泉野虽然跟她有约,但约的并不是饭局。看泉野把门整个打开,就当作他是答应的吉川自行进房把食物摆上餐桌。

“你茶叶没了耶!老师。”

在厨房煮开水的吉川摇摇空罐子。泉野不是不知道喝完,他是故意不买,都是为了要节省开支。应该喜欢厨艺的她从来没有做饭给泉野吃过,就算到这里也只喝咖啡而已。

“真没办法……”

吉川回到自己房间拿了一袋茶来。他看着吉川一边在摆餐具的模样心想实在不应该让吉川进来。因为她下了班就直接过来一定没有吃晚餐,或许她想三个人边吃晚餐边谈。

要是自己现在就先吃了的话待会儿一定吃不下。

然而,等东西都上桌后泉野还是拿起了筷子。吉川做的是炖肉、味噌汤、腌白菜,还有照烧鸡肉。比一般豪华不实的餐厅要来得好吃多厂,而且也合自己口味。

但是,泉野就是怎么也吃不下。

“不好吃吗?”

吉川发现泉野毫无动静。

“不是不好吃,是我没什么食欲……”

看到吉川担心的表情泉野只能当作没看到。再过不久她就要来了,为什么自己还在这里跟隔壁的男人吃饭呢?

“吉川,你知不知道设计师事务所……’’

他想问吉川什么?还是想让吉川问他什么?

“你说什么啊,老师?”

“呃……”

他不知道该不该把保证人的事告诉吉川。

“我一个设计师事务所的朋友说要新盖一家公司需要钱,找我当民间贷款的连带保证人。”

吉川嘎了一声皱起眉头。

“那不太好吧?”

“他应该是个有信用的人……”

明明根本不想当保证人的泉野一开口却先替对方说话。或许是吉川一开始就不持赞同意见所带来的反动吧!

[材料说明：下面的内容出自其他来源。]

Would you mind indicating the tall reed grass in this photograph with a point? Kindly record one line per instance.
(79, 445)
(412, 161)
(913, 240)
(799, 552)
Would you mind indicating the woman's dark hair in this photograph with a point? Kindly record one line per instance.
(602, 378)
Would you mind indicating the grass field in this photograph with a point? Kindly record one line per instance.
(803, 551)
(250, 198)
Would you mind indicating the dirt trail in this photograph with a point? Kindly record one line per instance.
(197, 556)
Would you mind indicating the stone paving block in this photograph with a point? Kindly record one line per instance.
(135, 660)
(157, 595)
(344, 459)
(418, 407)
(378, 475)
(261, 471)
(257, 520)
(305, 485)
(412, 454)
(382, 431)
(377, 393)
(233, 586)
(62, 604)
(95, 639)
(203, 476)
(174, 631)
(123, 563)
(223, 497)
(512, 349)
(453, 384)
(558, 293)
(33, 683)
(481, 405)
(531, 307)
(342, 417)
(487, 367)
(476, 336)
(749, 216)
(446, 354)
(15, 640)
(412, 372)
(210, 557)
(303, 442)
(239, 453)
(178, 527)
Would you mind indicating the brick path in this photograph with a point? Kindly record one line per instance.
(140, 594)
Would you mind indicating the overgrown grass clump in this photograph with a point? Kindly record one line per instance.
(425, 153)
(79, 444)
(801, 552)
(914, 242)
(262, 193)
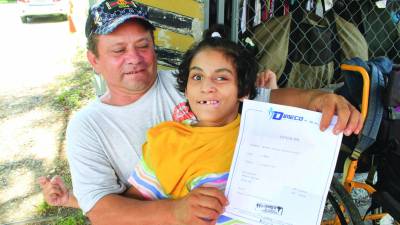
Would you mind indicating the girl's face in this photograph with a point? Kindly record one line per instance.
(212, 88)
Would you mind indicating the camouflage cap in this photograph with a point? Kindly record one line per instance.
(106, 15)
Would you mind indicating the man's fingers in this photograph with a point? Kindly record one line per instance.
(352, 122)
(327, 113)
(343, 112)
(43, 181)
(215, 193)
(57, 180)
(206, 214)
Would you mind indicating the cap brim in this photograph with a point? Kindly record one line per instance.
(110, 27)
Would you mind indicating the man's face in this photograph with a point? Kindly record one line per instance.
(126, 59)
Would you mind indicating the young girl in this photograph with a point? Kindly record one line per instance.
(215, 75)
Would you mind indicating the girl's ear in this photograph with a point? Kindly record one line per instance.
(244, 97)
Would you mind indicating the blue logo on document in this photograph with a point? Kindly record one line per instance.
(276, 115)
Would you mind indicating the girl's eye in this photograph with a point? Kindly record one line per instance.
(143, 46)
(118, 50)
(196, 77)
(221, 78)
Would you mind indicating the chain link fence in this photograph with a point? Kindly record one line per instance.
(304, 41)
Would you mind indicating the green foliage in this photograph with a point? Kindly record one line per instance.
(75, 219)
(75, 89)
(44, 209)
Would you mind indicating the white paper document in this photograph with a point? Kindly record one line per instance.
(282, 166)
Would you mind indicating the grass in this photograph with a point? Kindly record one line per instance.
(70, 93)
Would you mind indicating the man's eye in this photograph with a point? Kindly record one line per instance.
(221, 78)
(196, 77)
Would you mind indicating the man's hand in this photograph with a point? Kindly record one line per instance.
(202, 205)
(55, 192)
(349, 118)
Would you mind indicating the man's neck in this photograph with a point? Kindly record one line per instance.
(120, 100)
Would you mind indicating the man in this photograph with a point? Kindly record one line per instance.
(104, 139)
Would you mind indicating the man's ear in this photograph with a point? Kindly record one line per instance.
(93, 60)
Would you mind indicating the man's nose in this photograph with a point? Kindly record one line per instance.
(134, 57)
(208, 86)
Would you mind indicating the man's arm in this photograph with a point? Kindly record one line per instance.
(349, 118)
(202, 206)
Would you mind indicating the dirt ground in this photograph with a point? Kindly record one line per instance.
(30, 144)
(31, 131)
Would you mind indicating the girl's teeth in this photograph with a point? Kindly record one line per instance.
(208, 102)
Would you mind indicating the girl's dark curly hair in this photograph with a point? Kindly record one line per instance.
(245, 63)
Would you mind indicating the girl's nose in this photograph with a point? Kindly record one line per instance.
(208, 86)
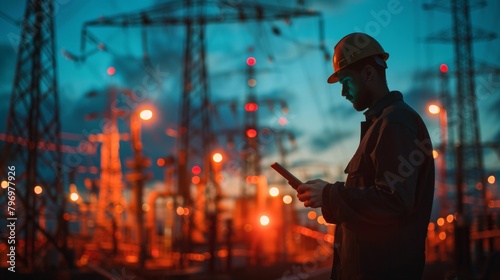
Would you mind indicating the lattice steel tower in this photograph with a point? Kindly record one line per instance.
(33, 144)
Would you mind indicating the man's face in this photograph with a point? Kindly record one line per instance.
(354, 89)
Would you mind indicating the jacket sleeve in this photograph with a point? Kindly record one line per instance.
(396, 159)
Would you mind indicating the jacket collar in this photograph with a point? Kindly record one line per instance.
(376, 110)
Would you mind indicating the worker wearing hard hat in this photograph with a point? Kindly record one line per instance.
(383, 208)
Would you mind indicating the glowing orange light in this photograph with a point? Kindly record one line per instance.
(111, 70)
(247, 227)
(196, 180)
(196, 169)
(435, 154)
(434, 109)
(251, 107)
(282, 121)
(251, 133)
(274, 191)
(491, 179)
(217, 157)
(74, 196)
(146, 114)
(312, 215)
(321, 220)
(443, 68)
(252, 179)
(450, 218)
(251, 61)
(252, 82)
(442, 235)
(264, 220)
(38, 189)
(431, 226)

“应该是有信用的人……对方不是你朋友吗?我觉得不妥当。”

“没关系吧,对方是我女友的哥哥啊!”

刚刚泉野才说是朋友的,却无意中泄漏了实话‘听到这里吉川就不说话了,看到他不说话的表情,泉野涌起一股莫名的优越感。是啊,要去借钱的是她哥哥,她怎么可能会骗我?

“那更不好啊!”

泉野没有错过吉川的低语。

“那更不好啊!而且,那个女人为什么要选老师当保证人呢?你们又还没有结婚。”

“你别叫她那个女人。她会找我是因为我是公务员……”

吉川放下筷子。

“那个什么哥哥的男人也太没常识了,一般人都会去拜托亲戚朋友吧?为什么他偏偏来找……几乎可以说是素不相识的你?实在太诡异了。而且,是不是真的哥哥也无从得知,我看还是不要的好。”

泉野一定早就想听到这个答案了,果然从别人跟里看来也觉得太不自然。他绝不能去当什么保证人。其实,泉野比任何人都深知这一点,但他还是想袒护自己的女友。

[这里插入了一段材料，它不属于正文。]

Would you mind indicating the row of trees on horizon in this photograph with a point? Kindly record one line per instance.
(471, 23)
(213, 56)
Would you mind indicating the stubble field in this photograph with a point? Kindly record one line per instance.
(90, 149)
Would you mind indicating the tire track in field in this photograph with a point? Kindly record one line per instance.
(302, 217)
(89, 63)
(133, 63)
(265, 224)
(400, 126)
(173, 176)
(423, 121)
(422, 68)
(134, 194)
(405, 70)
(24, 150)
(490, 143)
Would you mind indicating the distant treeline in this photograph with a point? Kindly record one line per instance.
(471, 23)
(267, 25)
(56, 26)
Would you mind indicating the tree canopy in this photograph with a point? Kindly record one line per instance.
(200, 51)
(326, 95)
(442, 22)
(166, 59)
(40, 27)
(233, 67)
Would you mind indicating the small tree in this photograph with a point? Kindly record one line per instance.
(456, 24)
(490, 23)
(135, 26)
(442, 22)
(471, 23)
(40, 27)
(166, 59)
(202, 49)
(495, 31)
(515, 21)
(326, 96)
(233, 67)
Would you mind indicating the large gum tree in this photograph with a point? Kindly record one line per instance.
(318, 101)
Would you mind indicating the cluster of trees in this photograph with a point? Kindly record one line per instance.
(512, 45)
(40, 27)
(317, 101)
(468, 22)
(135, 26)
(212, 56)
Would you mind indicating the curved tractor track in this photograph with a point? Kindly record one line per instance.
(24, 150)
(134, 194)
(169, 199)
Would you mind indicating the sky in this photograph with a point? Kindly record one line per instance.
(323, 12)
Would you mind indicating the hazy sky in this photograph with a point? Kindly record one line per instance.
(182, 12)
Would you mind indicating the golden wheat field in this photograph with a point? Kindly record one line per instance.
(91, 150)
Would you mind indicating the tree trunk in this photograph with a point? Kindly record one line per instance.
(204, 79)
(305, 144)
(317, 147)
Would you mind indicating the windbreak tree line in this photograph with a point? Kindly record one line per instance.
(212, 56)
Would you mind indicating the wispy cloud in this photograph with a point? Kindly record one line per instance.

“没那么危险吧?而且,她要是明知道会有麻烦的话就不会来拜托我了。”

“要是你被骗了呢?”

吉川瞪着泉野。

“她怎么可能会骗我?”

“你们才交往三个月而已能了解多深?老师你一点都不知道那家伙的本性,因为她……”

听到自己快要论及婚嫁的对象被叫做“那家伙”,任谁都不会觉得愉快。

“你不该叫她“那家伙”吧?她好歹也比你年长,你应该叫她山下小姐啊!”

“对那种女人我才叫不出来呢!只有老师你不知道而已,那个女人可不是普通角色,数不清来找过我多少次……”

说到这里的吉川才慌忙住嘴,但是泉野已经听得一清二楚。找过我……如此令人震惊的三个字。想起以前的情况,她会对吉川有兴趣泉野也不觉得奇怪。

“你……”

泉野气得双肩发抖,他还是第一次尝到这种气得说不出话来的滋味。过去像走马灯般地在他脑中掠过。他喜欢上的女高中生是这家伙的女朋友,当他知道这件事时只觉得无限悲惨。

而且,他还跟让泉野爱到想去自杀的女孩子非常阿莎力地分手了。

“你别捏造是非,就算我们要好你说话也该有点分寸,她不是那种人!”

泉野听到自己怒骂的声音。

“我不道歉。”

吉川也直视着泉野。

“山下小姐来诱惑过我是事实,而且还不只一次。要不要相信我的话是你的自由,但是我绝对没有说谎。”

要是吉川是那种花花公子或者满嘴谎言的家伙就好了,那么泉野就根本不会去怀疑她。

“你可以不相信我,但是绝对不能当她的保证人。或许是我多管闲事也不一定,但是我不愿意看老师受到伤害。”

“你别自以为是。你回去!给我回去!”

泉野大声斥喝。等他清醒过来的时候吉川已经消失,只剩下冷掉的晚饭陪着自己。然后不到半小时她带着哥哥来了。他们在楼下先互相打招呼,她哥哥虽然是经营设计师事务所看来却相当老练。

他自称山下政治,当泉野向他要名片的时候他一脸困惑地回头看着她。

“啊,对不起,名片刚好用完了。”

男人都一语不发了她却抢着解释十分不自然。交谈了几句话后泉野发现她哥哥明明是来拜托自己当保证人,但毫无感谢之意也就算了,在言语态度之间还十分高傲,一副瞧不起泉野的模样。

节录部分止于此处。